Las primeras pruebas de rendimiento de batería del Galaxy S26 equipado con el procesador Exynos 2600 han arrojado resultados desalentadores, quedando por debajo de las expectativas frente a la competencia.
El próximo buque insignia de Samsung, el Galaxy S26, ha generado las primeras controversias tras filtrarse los resultados de sus pruebas de autonomía con el nuevo chip Exynos 2600. A pesar de las promesas de eficiencia energética gracias a su arquitectura de última generación, los datos preliminares sugieren que el dispositivo ofrece una duración de batería inferior a la de su predecesor y se queda atrás respecto a los modelos equipados con procesadores Snapdragon. Esta situación ha encendido las alarmas entre los entusiastas de la marca, quienes esperaban que este año el procesador de casa lograra finalmente cerrar la brecha de rendimiento y consumo.
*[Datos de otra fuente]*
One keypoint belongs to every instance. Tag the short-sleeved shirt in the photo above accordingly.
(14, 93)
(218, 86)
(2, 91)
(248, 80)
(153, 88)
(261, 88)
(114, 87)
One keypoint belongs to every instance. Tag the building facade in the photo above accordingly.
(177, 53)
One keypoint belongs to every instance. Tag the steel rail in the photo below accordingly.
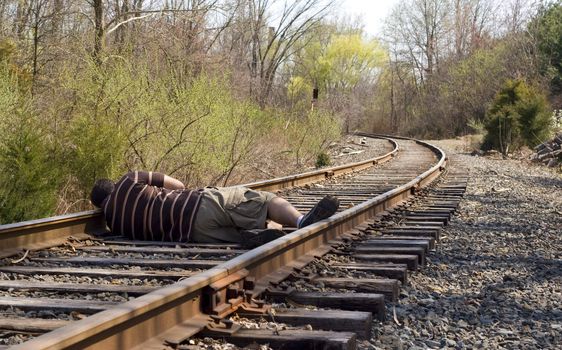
(35, 233)
(179, 306)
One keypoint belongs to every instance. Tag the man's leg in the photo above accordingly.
(282, 212)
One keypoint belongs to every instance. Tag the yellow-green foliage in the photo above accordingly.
(340, 63)
(29, 179)
(120, 117)
(311, 134)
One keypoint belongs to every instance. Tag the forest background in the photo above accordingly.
(209, 90)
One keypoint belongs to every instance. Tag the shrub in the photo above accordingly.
(323, 159)
(28, 185)
(518, 116)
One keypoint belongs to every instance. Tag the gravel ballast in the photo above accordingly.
(495, 280)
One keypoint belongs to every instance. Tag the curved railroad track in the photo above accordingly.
(158, 295)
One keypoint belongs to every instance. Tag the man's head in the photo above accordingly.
(102, 189)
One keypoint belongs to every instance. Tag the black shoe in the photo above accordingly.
(322, 210)
(257, 237)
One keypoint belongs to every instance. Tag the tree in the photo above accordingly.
(546, 29)
(29, 181)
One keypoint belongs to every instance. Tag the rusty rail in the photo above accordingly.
(35, 234)
(178, 308)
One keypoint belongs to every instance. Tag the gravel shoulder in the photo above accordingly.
(495, 280)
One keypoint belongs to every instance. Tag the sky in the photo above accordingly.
(373, 12)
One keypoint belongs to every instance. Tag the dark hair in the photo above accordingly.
(102, 189)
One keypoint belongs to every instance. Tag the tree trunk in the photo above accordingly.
(99, 30)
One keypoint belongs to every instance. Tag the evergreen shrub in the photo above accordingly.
(519, 115)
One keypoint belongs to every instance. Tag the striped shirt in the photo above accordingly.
(140, 208)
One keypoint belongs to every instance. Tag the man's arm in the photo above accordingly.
(173, 184)
(156, 179)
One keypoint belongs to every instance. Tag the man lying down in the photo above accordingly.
(152, 206)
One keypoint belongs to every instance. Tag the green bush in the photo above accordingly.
(519, 116)
(29, 181)
(323, 159)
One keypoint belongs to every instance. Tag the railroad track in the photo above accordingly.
(158, 295)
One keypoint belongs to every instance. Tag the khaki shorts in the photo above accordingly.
(223, 212)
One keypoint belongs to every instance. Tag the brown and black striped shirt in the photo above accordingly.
(140, 208)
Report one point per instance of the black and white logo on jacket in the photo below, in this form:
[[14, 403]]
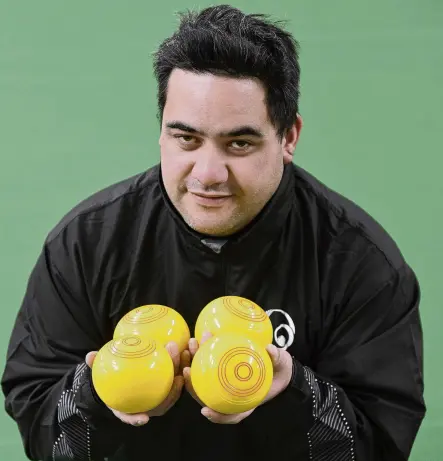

Los informes técnicos indican que el consumo de energía en tareas de alto rendimiento, como el gaming y la grabación de video en 8K, es significativamente más elevado de lo previsto. Aunque Samsung ha optimizado el software para gestionar mejor los procesos en segundo plano, la eficiencia térmica del Exynos 2600 parece ser el punto débil, provocando un drenaje acelerado de la batería cuando el dispositivo alcanza temperaturas elevadas. Expertos del sector sugieren que estos resultados podrían deberse a una falta de madurez en el proceso de fabricación de los nodos de 2 nanómetros, lo que obligaría a la compañía a realizar ajustes de emergencia antes del lanzamiento oficial.
Para los usuarios, esta noticia plantea interrogantes sobre si la versión global del dispositivo podrá competir en igualdad de condiciones con las variantes destinadas a mercados específicos. Samsung suele lanzar parches de optimización post-lanzamiento, pero una deficiencia de hardware en la eficiencia energética es difícil de corregir únicamente mediante software. Se espera que la firma surcoreana responda con mejoras en la gestión de la pantalla y el módem 5G, dos de los componentes que más energía demandan, para intentar revertir esta percepción negativa antes de que el dispositivo llegue a las estanterías.